People come in all shapes and sizes, so it makes sense that bikes do to. It’s not impossible to make the wrong sized bike work for you, but it’s definitely easier to purchase a bike that is your size from the get-go.
When you’re first getting into cycling, it’s tempting to go with a second hand bike that’s the right price rather than the right fit. However, as great as it is to get discounted bikes, the problems begin when you actually start riding. From overall comfort and enjoyment to your own safety, having the right size bike can make all the difference.
If you’re looking to get into cycling, or don’t think your current bike is right for you, this guide will help you find the perfect fit.
Decide what kind of bike you want
When it comes to buying a new bike, it can be overwhelming with all the options out there. First thing, you need to decide what type of bike you want. Are you going to be riding on trails, road, or a little bit of both? Generally speaking, there are two main types of bikes: road bikes and mountain bikes. However, within those types there is a wide range, as well as cross bikes that bridge the gap between the two. Sizing can differ dependent on the type of bike.
Why does bike size matter?
If you’re a casual rider and aren’t going out on long distance rides, bike size and a proper fit may not be a huge deal. But as the kilometers start to fly by the more you get into cycling, the millimeters of a bike frame start to matter. Why? There are three main reasons:
- Comfort – If you are uncomfortable on your bike, then you’re not going to want to ride it – sometimes it’s that simple. Feeling comfortable on a bike is your first step towards ensuring it is the right size for you.

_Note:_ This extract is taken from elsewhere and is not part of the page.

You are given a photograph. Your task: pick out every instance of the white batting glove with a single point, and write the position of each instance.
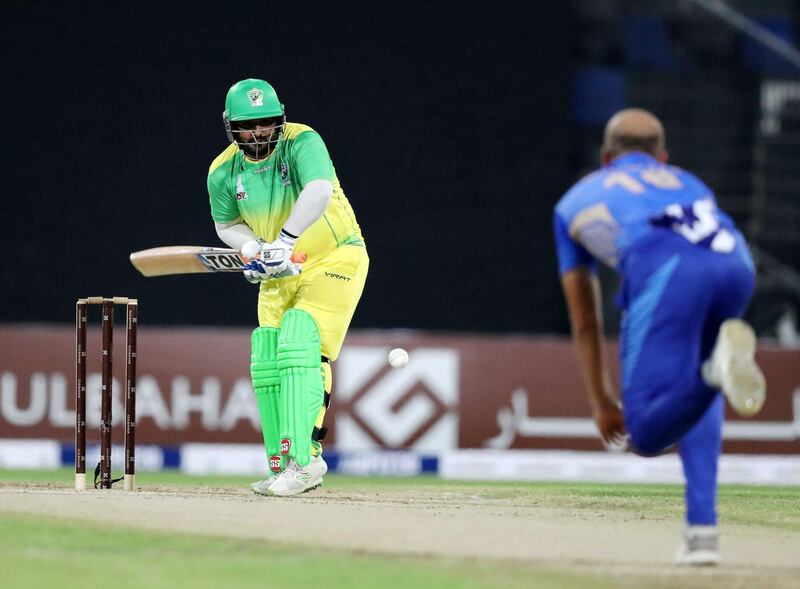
(270, 260)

- Injury prevention – If a bike frame is too big or too small for you, there are many issues that can come up. For example, if the bike is too big for you, your torso will be overextended, causing a rocking in the lower back that can lead to pain and serious injury. Cycling is one of the best types of exercise for you body, but if you don’t have the right bike, it cause more harm than good in the long run.
- Maximize efficiency – Who doesn’t want to go faster with less effort? Ensuring you are in the correct position on the right size bike helps you make the most of every rotation, as you won’t be wasting any energy.
How are bikes measured?
There are two basic measurement systems: by size (small, medium, large) and by measurement (in centimetres). Both systems are based on the metal frame of the bike, as the added components (handlebars, saddles, etc) are interchangeable.

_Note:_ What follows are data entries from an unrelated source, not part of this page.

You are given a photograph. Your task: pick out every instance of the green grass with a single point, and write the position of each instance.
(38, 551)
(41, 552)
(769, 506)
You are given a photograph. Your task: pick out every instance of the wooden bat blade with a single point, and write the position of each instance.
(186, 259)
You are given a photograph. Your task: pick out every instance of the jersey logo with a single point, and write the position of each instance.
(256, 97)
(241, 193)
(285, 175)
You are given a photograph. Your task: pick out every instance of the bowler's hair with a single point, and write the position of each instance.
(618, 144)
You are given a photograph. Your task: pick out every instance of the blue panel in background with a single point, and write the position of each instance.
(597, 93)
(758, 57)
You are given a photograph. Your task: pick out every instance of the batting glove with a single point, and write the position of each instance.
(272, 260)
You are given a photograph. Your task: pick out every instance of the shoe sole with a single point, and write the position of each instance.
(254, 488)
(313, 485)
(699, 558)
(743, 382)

Generally, frames are measured by the distance from the centre of the bottom bracket to the top of the seat tube (see diagram below). However, the method of measurement can vary between manufacturers as they each have their own approach to bike design.
Bike sizing vs. bike fitting
They may sound like the same thing, but bike sizing and fitting are actually two entirely different things. For the sake of this article, we are focusing on bike sizing, which is fitting you, as a rider, to the bike.
An in-depth bike fitting is a great idea, but only once you have the base of your bike size. From there you can further adjust all the little things like handle bars, saddle, and pedal position – essentially fitting the bike to you.
How to determine your frame size
There are a ton of online calculators that can help you get an idea of your frame size, but won’t necessarily give you the whole picture. Two people can be the same height, while having different length legs and torso.
Bike size is determined by three main measurements:
- Your height – This is not the time to round up your 5”11 to 6”0, so be sure to get an accurate measure of your standing height.
- Inseam length – This refers to the distance from your crotch to the end of your pant leg and determines your standover height (so you can comfortably stand over the crossbar). You’ll need about 1-3 inches of wiggle room between the crossbar and your crotch.
- Your reach – Measured by the “Ape index,” your reach is your arm span compared to your height. It is calculated by subtracting your height from your arm span (measured from fingertip to fingertip). If a positive number, your arm span is greater than your height (and perhaps you should pick up rock climbing). If a negative number, your height is greater than your arm span.
A general sizing guide
The following chart shows a general guide to bike sizing in regards to your height and inseam length.
If you go into your local bike shop, they should help you with all these measurements and get you onto the appropriately sized bike, but it’s not a bad idea to go in with an idea of what will work for you. It’s not worth impulse buying the wrong size bike because it’s on sale or catches your eye! Make sure you take the time to try out a bike before buying when possible, and a thorough bike fitting is always a good idea.